George Blevins, Gilpin’s library technician and “Cabin Fever” cartoonist, teased, “We never knew what he was going to do next. He came up with some weird things!”

“Innovative!” someone corrected amid the laughter.

What’s next for Gilpin’s library director? “There is nothing on the horizon yet,” he noted. He plans to pursue writing, particularly poetry, or maybe longer works. For now, he will take the adventure that he is sent.

Undoubtedly, he’ll be doing some reading, as well. Of course, one who has worked with books as a profession must have his own favorites. Larry is partial to A Moveable Feast by Ernest Hemingway, a memoir about Hemingway’s years as a struggling young journalist and writer in Paris in the 1920’s.

“I also enjoy the Spenser Mysteries by Robert B. Parker. I have turned a lot of people to this series and enjoy rereading them myself.”

Larry’s career reads like a book that you want to read and reread.
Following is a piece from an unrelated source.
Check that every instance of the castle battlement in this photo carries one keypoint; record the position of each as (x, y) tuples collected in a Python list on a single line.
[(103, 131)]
A year spent serving as a VISTA volunteer in 1970 on the Standing Rock Sioux Reservation in South Dakota spawned the profession in library work that has lasted for 43 years.
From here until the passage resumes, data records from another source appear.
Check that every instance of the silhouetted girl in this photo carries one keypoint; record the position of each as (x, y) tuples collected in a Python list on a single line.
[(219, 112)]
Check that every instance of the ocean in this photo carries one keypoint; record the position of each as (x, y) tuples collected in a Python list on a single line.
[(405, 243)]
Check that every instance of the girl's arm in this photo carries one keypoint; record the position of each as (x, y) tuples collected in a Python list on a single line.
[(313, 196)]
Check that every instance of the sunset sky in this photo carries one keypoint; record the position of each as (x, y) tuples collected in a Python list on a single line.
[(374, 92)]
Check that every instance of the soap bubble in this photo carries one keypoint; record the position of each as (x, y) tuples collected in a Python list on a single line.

He graduated with a BA in English and a Master’s Degree in library science from the State University of New York at Buffalo. Among the diverse places he has worked are St. Croix in the Virgin Islands, East Morgan County Library in Brush, Colorado, the Library for the Blind in Daytona Beach, Florida, the Library for the Blind in Denver (now the Colorado Talking Book Library), and the Colorado Christian University library.

He has also written columns for the Weekly Register-Call and The Mountain-Ear every week for the past 16 years.
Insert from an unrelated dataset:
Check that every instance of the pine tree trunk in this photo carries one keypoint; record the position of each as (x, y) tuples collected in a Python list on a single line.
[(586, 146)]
His numerous achievements include an EBSCO Award (an acronym for Elton B. Stephens Company) for Excellence in Small/Rural Public Libraries in 2010 for Gilpin library’s ongoing artist-in-residence program each summer. Other innovative services are the weekly children’s story hour and summer reading program, public notary, free Internet connectivity, a meeting room, special events throughout the year, smiles, and ideas. The library’s website contains “Footnotes,” a column written by Larry about trending books, links to genealogy resources, and financial literacy resources.

Larry says the people of Gilpin are the best part of his job, and he has a few parting remarks for those special library patrons:

“I would like to send a special greeting to everyone who lives in Gilpin County. I hope you all are having the most wonderful summer of your lives. I’d like to thank all those whose kids are participating in our Summer Reading Program, and thank the participants in the artists-in-residence workshops and everyone who treats the library as though it was the centerpiece of Gilpin County – the Republicans, Democrats, historic advisory committee, the knitters, the kids and parents who come each week to our Wednesday story hour, the Peak to Peak Chorale, all of our regulars, and even our “Baker Street irregulars.” And thank you for coming to the library for all these years. We’ve been proud to serve you up the best library we can. I hope you will keep coming and keep finding whatever you’re looking for in a library. Good luck to all!”